Les deux partis ont fini par se mettre d’accord pour former un gouvernement de coalition dirigé par le président sortant de la région, tandis que Vox y sera chargé de la sécurité et des travaux publics et bénéficiera de la vice-présidence de la région.
Cet accord porte à 5 le nombre de régions espagnoles dirigées par une coalition droite-extrême droite, après la Castille-et-Léon depuis l’an dernier et celles de Valence, d’Estrémadure et d’Aragon.
En plus des 5 régions sur 17 où le PP et Vox ont scellé une alliance de gouvernement, ces deux partis sont parvenus à des accords dans une dizaine de villes d’importance en Espagne. Et ces pactes ont suscité de nombreuses critiques, notamment à gauche.
Le cas de l'Italie, dirigée par un gouvernement d'extrême droite
"Pronti", soit "prêt" en français. C'est le slogan du parti politique "Fratelli d'Italia", qui a formé une coalition avec la "Ligue" et "Forza Italia" (ndlr, le parti de Berlusconi). Depuis octobre 2022, le parti d'extrême droite, ultraconservateur et nationaliste, est donc bien "prêt" à gouverner l’Italie à la suite des élections.
Fratelli d’Italia (FdI), dirigé par Giorgia Meloni depuis 2014, est un parti considéré comme post-fasciste. Contre l’immigration, il prône la souveraineté nationale et la tradition. Première force du pays, le parti a obtenu 26 % des voix aux dernières élections italiennes, révélant une augmentation importante de votes à l’extrême droite dans le pays.
Le cas de la Finlande, où l'extrême droite fait partie du gouvernement
En Finlande, l'extrême droite ne dirige pas le gouvernement, mais en fait partie. Le Premier ministre actuel, issu d'un parti centre-droit, gouverne en coalition avec un parti d'extrême droite, le "Parti des Finlandais", arrivé deuxième aux dernières élections avec 20,1 % des votes.
L’une des caractéristiques majeures du "Parti des Finlandais" consiste en la promotion d’une vision identitaire de la société finlandaise. Son score élevé lors des dernières élections lui a permis d’obtenir plusieurs postes au gouvernement, dont celui de vice-Première ministre pour sa présidente, Riikka Purra, qui hérite également des Finances.
Le cas de la Suède, soutenue par des partis d'extrême droite
En Suède, les choses sont un peu différentes puisque le parti des "Démocrates de Suède" (SD), fondé par des nationalistes dont des néonazis, soutient le gouvernement sans y participer. Concrètement, ça signifie que le parti vote les lois proposées par l’exécutif et contribue à la définition de sa ligne politique, mais qu’aucun des ministres n’est issu de ses rangs.

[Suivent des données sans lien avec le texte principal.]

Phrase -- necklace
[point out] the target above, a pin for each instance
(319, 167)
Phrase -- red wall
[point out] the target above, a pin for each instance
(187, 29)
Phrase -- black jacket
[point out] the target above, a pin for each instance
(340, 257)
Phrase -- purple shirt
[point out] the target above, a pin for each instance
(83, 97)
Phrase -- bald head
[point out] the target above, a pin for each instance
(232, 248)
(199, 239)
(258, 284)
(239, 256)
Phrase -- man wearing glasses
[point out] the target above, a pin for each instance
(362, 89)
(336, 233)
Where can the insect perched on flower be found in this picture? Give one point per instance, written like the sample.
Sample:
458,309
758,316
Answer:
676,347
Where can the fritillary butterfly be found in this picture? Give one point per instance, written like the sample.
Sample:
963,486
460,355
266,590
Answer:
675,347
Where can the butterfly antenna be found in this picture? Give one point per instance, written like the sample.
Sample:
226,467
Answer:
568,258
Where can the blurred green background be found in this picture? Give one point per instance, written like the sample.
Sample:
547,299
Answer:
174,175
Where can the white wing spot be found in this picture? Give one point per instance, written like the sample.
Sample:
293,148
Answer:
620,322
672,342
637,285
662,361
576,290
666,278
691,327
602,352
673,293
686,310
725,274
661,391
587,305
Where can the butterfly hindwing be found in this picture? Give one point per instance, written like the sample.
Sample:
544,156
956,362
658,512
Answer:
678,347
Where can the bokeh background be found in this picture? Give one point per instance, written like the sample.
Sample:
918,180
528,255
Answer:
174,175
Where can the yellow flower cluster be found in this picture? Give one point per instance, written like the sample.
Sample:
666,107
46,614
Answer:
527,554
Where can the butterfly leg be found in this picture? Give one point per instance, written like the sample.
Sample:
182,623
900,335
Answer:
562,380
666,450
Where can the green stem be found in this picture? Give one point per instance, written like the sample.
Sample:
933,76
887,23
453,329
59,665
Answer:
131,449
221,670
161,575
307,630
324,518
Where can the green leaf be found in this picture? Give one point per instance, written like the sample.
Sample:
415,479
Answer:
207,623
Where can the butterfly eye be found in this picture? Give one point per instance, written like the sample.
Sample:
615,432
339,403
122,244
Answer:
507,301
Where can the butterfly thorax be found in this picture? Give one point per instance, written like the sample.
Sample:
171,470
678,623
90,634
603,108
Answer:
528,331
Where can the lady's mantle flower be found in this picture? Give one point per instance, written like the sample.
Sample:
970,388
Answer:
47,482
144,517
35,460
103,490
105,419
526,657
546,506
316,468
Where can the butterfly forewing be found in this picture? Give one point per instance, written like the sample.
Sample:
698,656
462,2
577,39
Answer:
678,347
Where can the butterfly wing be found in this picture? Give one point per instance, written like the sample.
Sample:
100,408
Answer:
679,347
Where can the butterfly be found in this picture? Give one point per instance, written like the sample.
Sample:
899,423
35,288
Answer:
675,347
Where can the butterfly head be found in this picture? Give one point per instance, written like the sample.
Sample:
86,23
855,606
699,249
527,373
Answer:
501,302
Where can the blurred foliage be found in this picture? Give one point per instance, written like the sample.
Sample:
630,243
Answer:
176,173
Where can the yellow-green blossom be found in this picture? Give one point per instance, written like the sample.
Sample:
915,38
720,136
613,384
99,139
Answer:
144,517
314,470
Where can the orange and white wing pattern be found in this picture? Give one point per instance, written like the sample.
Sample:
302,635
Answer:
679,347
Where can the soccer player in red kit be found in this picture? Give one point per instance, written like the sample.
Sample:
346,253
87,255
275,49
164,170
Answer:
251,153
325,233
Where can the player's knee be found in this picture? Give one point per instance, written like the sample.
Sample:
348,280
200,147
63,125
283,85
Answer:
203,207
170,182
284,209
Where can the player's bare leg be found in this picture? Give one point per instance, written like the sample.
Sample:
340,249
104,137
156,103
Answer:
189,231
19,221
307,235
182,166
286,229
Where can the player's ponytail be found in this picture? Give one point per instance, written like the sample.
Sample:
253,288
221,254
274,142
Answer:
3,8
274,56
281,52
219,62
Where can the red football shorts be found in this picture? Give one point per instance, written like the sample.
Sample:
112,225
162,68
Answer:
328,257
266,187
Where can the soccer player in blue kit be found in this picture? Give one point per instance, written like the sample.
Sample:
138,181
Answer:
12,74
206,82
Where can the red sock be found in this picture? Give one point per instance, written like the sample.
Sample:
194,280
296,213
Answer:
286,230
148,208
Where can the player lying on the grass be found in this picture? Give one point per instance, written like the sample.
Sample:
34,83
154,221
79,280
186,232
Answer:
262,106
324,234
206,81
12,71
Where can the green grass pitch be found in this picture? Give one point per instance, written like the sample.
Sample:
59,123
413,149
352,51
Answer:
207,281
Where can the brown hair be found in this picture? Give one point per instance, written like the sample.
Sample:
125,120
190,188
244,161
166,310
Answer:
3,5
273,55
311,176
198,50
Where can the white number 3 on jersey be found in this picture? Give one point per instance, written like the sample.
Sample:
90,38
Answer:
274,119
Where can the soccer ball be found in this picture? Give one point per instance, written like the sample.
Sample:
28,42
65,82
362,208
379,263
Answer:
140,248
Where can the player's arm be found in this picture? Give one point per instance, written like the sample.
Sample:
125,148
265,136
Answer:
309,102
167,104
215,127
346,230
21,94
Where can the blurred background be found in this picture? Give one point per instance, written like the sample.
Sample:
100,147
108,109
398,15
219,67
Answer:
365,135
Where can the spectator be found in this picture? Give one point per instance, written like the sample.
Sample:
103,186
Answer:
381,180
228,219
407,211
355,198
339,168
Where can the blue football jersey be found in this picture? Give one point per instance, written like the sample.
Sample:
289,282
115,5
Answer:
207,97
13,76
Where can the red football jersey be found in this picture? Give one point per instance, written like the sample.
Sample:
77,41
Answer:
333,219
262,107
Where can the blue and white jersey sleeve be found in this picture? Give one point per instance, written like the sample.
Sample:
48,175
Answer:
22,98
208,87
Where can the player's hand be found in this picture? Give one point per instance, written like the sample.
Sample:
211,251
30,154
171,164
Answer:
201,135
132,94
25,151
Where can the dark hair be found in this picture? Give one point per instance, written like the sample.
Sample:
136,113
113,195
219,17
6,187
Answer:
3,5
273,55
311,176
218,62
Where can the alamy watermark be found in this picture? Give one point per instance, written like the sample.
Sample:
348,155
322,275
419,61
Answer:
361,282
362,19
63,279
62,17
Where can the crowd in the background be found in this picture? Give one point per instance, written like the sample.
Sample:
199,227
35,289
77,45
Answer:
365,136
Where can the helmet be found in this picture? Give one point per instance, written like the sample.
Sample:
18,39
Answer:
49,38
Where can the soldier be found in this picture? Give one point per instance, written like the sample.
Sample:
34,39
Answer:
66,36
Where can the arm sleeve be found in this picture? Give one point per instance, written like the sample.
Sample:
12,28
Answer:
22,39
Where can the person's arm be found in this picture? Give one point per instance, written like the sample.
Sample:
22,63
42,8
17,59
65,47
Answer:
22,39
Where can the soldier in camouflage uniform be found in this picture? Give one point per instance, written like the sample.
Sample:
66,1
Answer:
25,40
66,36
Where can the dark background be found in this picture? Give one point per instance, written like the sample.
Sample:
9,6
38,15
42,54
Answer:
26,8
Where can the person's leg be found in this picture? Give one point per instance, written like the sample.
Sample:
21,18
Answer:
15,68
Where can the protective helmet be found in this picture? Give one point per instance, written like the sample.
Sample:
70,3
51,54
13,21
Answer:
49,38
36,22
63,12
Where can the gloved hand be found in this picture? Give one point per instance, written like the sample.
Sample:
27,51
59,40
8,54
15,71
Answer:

Arrivé second lors des élections législatives du 11 septembre dernier, le parti d'extrême droite était membre de la coalition électorale de la droite et de l’extrême droite sortie victorieuse du scrutin. Mais alors pourquoi ne font-ils pas partie du gouvernemet? C'est notamment le refus, parmi certaines parties de cette alliance politique, de voir des membres de la droite radicale au gouvernement qui l’a empêché d’y participer directement.
L’exécutif suédois est ainsi dirigé par Ulf Kristersson (Les Modérés, libéral conservateur), avec des ministres venant également des Chrétiens-démocrates (conservateurs) et des Libéraux (sociaux-libéraux).
Cette montée menace-t-elle la stabilité en Europe?
Dans 9 des 27 pays de l'Union européenne, l'extrême droite à dépassé les 20% aux dernières élections législatives. Cette montée menace-t-elle la stabilité et la paix en Europe? Pour Pierre Vercauteren, "tant qu’ils n’ont pas la majorité, même s’il y a une poussée, ce n’est pas un problème dans l’immédiat".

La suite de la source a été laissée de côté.